La bonification des installations du skatepark de la rue Saint-Urbain à Granby pourrait bien ne pas se réaliser, la facture étant plus élevée que prévu.

Statu quo pour le skatepark ?

Dans l’air depuis deux ans, la bonification des installations du skatepark à Granby ne se concrétisera pas, car les coûts sont trop élevés, selon le maire Pascal Bonin. Le conseiller municipal qui pilote le comité des travaux publics, Éric Duchesneau, ne jette toutefois pas la serviette.

« On a tout fait, tout regardé. Mais ça ne rentre pas à des coûts raisonnables », estime le maire Bonin, qui affirme être le premier déçu de cette conclusion.

Le projet chemine depuis le début de 2017. À l’origine, la Ville souhaitait aménager pour les adeptes de planches à roulettes une structure de béton, de type « piscine », à la californienne. Une enveloppe de 150 000 $ y avait été consacrée. Mais la facture a grimpé lorsque la présence de conduites souterraines a été constatée sur le site projeté pour cette installation, soit non loin de l’actuel skatepark, rue Saint-Urbain, de l’autre côté de l’école secondaire l’Envolée.

Pour mener le projet à terme, un budget supplémentaire de 150 000 $ a été prévu au programme triennal d’immobilisation de 2018, pour une cagnotte totale de 300 000 $. Mais, selon le maire, « l’ingérence de quelques individus de la communauté » a affaibli le projet. La répartition des installations sur deux sites a été critiquée, ce qui a incité le comité chargé d’étudier le projet à mettre cette option de côté.

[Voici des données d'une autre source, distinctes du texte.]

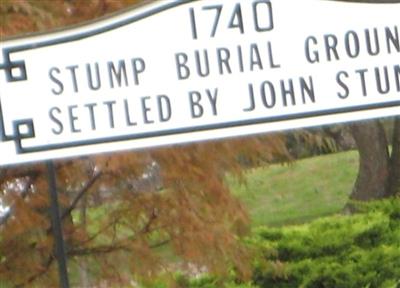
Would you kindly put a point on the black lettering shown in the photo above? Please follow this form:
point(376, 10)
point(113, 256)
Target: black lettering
point(372, 50)
point(138, 67)
point(314, 57)
point(59, 126)
point(60, 85)
point(72, 69)
point(331, 46)
point(361, 73)
point(237, 19)
point(146, 110)
point(91, 114)
point(218, 9)
point(118, 74)
point(92, 86)
point(223, 56)
point(164, 108)
point(397, 75)
point(266, 15)
point(73, 118)
point(206, 67)
point(129, 122)
point(271, 102)
point(288, 91)
point(252, 101)
point(181, 67)
point(110, 110)
point(255, 58)
point(212, 97)
point(193, 23)
point(382, 86)
point(195, 106)
point(352, 50)
point(307, 89)
point(343, 85)
point(392, 39)
point(240, 54)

L’hypothèse d’agrandir le skatepark actuel a plutôt été étudiée. Mais un stationnement jouxte les installations. « Si je le fais là, il faut que je refasse un stationnement », dit Pascal Bonin en estimant à eux seuls les coûts pour ces travaux supplémentaires à 300 000 $. De l’autre côté du skatepark, il y a le parc à chiens, qui a été refait en 2014, fait valoir le maire. Selon lui, en utiliser une portion pour agrandir le skatepark entraînerait d’autres travaux pour réaménager l’endroit. « Dans la bonne gestion des fonds publics, on s’entend que c’est à proscrire », dit-il.

Pas d’accord
Le conseiller municipal responsable des travaux publics, Éric Duchesneau, croit toutefois qu’il est trop tôt pour abandonner la partie et que cette dernière option n’a pas été assez analysée. « Il est peut-être possible de faire le projet du bol (ou piscine) près du parc actuel en déplaçant le petit parc à chiens de l’autre côté. Il ne m’a pas été démontré que ce n’était pas possible de le faire avec le budget actuel de 300 000 $. La majorité de la clôture et de la végétation peut probablement être réutilisée », avance-t-il.

Selon Éric Duchesneau, pour que le projet soit mort, il faudrait par ailleurs que l’ensemble du conseil municipal se soit prononcé sur la question. Ce qui n’est pas le cas, dit celui qui croit encore que les travaux pourraient être possibles au printemps 2019.

Le maire Bonin affirme néanmoins que le projet a été soumis à un comité élargi qui incluait quelques élus. Et il a été rejeté.

L’ensemble du conseil municipal a aussi été clair sur un point: le projet doit être réalisé avec l’enveloppe actuelle de 300 000 $, selon Pascal Bonin. À ses yeux, il est impossible de lancer les travaux avec ce budget. « Soit il y a des conduites souterraines, soit il y a un stationnement à refaire ou un parc à chiens à refaire », dit-il.

Pascal Bonin et Éric Duchesneau s’entendent sur un point. L’option d’un skatepark intérieur, qui a aussi été étudiée, n’est pas réaliste. La facture pourrait dépasser le million de dollars, disent-ils.

Le maire souligne en outre que depuis les premiers balbutiements du projet, la Ville a fait beaucoup pour la jeunesse. La politique jeunesse a été créée et des budgets y ont été alloués. Le comité des Jeunes ambassadeurs de Granby (JAG) s’est aussi mis à l’oeuvre, de même que les projets de travailleurs de rue et de pédiatrie sociale ont profité du soutien de la Ville.